Principal Component Analysis Filter
Reduces the dimensionality of data via the Principal Component Analysis.
Category |
|
Node |
|
Parameters |
CutoffMethod: whether to determine the number of resulting dimensions of the PCA dynamically by variance (ByVariance, see below), or to fix the number of dimensions (Fixed) CutOffAdditionalVariance: when the dimensionality is determined dynamically, how much variance must the next principal component explain if it is still to be considered (range is from 0 to 1, where 1 is 100%) CutOffPrincipalComponents: when the dimensionality is determined dynamically, how much variance may the existing principal components explain to cause a cutoff of the rest (range is from 0 to 1, where 1 is 100%) MaxDimensionality: the maximum number of principal components to find in the dynamic case before forcing a cutoff Dimensionality: in the fixed case this specifies the number of principal components to find Scaling: how the resulting data should be scaled (see below) |
Inputs |
Input: the high-dimensional input data |
Outputs |
Output: the data projected onto the subspace |
Effect of the Filter
This filter may be used to reduce the dimensionality of the input data. During training it processes all input data that it was given (except for pixels that were marked as ignored) and tries to organzie the training data into principal components in order of the explained variance.
All data is then projected onto that subspace to reduce the dimensionality.
For example, if a data set with the following set of spectra is loaded and used in conjunction with the PCA:
Then the PCA can easily separate the various different spectra, in this case with two latent vectors:
Fixed vs.
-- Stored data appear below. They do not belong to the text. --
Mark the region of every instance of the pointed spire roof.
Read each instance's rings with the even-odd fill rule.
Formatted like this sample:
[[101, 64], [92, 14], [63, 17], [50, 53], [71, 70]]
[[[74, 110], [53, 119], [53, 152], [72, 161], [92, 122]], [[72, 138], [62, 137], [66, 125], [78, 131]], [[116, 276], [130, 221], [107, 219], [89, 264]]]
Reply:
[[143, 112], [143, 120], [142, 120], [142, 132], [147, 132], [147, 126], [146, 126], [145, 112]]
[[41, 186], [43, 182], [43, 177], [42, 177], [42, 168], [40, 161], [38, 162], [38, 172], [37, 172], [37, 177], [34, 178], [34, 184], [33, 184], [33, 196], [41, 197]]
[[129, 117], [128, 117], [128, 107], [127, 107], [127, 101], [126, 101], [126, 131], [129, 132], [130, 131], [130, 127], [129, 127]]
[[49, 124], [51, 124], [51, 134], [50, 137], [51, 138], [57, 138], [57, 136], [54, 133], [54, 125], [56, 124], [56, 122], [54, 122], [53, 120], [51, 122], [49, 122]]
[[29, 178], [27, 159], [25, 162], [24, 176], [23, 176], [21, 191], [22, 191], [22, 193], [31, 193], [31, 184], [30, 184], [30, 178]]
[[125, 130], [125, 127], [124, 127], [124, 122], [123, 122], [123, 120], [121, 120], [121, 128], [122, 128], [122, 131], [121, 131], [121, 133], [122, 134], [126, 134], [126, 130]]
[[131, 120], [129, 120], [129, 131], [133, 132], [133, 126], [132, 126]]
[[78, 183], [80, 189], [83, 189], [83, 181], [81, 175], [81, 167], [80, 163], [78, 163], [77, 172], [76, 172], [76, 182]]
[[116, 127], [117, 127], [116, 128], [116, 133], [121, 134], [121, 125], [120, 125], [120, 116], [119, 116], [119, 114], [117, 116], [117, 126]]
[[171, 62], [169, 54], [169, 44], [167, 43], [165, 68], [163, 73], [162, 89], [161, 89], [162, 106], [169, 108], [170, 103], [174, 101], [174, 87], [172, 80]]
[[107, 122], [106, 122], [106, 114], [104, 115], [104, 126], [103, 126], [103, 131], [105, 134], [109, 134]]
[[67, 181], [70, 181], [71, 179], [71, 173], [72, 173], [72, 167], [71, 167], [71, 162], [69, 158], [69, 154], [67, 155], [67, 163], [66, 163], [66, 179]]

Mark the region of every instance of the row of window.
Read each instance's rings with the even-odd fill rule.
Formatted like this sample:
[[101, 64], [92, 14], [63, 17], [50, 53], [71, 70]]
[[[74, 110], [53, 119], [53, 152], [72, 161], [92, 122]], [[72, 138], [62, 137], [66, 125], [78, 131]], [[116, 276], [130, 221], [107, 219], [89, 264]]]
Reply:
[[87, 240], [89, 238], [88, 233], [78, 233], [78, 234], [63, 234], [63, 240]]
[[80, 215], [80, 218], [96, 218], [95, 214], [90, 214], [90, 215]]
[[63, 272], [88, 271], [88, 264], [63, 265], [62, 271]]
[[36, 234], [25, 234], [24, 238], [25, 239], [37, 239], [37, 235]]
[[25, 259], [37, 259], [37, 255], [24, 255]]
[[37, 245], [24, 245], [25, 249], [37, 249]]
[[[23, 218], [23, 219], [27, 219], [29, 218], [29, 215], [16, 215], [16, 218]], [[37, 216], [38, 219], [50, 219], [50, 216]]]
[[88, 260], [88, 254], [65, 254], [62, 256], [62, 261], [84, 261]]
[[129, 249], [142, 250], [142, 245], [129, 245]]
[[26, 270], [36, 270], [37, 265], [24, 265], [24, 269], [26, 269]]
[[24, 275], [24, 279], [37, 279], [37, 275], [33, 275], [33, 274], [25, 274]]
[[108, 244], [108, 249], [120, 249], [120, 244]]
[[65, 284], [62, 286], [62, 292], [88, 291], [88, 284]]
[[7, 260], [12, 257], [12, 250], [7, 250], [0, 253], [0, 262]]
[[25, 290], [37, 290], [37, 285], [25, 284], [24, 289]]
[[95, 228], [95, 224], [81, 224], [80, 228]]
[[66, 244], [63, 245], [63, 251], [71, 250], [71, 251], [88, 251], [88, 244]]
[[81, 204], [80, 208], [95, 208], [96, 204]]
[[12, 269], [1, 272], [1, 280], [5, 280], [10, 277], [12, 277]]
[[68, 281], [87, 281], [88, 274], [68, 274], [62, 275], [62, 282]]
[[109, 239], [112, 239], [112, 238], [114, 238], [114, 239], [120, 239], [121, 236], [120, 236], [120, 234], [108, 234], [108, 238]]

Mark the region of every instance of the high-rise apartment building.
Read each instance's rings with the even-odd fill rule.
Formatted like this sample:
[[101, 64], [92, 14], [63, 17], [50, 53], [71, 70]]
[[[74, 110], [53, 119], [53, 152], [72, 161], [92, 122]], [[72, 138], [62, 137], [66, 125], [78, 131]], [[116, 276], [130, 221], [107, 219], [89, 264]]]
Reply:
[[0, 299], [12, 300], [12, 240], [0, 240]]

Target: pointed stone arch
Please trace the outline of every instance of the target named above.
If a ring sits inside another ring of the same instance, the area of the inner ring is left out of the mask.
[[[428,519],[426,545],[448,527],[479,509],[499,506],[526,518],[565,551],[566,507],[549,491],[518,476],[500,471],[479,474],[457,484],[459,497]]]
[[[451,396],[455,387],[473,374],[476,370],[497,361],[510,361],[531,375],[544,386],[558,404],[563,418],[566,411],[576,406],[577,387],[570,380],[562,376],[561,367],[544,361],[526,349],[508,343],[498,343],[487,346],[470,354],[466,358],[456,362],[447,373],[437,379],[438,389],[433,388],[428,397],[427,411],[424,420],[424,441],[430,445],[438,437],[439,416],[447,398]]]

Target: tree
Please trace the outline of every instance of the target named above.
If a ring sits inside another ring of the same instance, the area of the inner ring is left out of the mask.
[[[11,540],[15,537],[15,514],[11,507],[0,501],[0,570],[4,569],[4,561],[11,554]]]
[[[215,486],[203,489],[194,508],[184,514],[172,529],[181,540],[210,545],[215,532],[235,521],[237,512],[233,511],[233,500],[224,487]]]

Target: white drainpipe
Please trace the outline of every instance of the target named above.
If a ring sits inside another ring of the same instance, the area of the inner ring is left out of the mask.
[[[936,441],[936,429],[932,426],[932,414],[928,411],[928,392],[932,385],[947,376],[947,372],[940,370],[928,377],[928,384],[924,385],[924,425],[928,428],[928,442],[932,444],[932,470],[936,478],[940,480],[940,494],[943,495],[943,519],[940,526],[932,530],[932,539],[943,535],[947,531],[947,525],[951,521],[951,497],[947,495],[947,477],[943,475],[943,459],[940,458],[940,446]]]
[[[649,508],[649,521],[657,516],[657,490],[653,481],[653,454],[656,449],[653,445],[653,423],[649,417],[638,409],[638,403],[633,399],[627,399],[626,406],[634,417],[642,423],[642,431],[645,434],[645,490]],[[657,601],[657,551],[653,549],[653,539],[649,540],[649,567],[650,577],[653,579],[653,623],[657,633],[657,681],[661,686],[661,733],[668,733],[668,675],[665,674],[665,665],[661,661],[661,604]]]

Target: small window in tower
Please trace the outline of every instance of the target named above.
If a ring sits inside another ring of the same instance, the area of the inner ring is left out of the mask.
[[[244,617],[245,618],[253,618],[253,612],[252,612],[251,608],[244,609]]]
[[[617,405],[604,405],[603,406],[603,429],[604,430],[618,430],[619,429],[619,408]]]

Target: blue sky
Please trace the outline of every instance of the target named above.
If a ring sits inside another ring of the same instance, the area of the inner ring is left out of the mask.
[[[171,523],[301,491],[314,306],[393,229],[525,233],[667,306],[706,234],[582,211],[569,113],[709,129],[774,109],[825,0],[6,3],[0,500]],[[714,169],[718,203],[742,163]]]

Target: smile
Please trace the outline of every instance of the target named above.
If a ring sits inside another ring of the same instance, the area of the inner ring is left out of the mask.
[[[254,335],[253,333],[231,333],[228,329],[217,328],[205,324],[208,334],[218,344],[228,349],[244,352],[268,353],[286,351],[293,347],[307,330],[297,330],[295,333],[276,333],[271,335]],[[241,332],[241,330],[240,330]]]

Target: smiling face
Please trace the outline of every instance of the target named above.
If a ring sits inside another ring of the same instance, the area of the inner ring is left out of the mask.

By Variance Cutoff
The number of principal components used can either be fixed by the user (by selecting CutoffMethod to be Fixed), or it can be automatically determined.
When automatically determined there are three different cutoffs that are all checked after all possible principal components have been ordered in decreasing level of variance of the input data that they explain:
If the number of principal components reaches the maximum number as specified in the MaxDimensionality parameter, then the cutoff happens at this point
If the next principal component that would be added to the already existing list of principal components explains less variance than what the parameter CutOffAdditionalVariance requires, that component will not be included, and the algorithm will terminate at this point
If after adding a principal component the total variance that is now explained is larger than the parameter CutOffPrincipalComponents, the algorithm will terminate at this point
By using this dynamic cutoff method it allows the user to determine how much variance there actually is in the data, without fitting to noise that is present in the training data.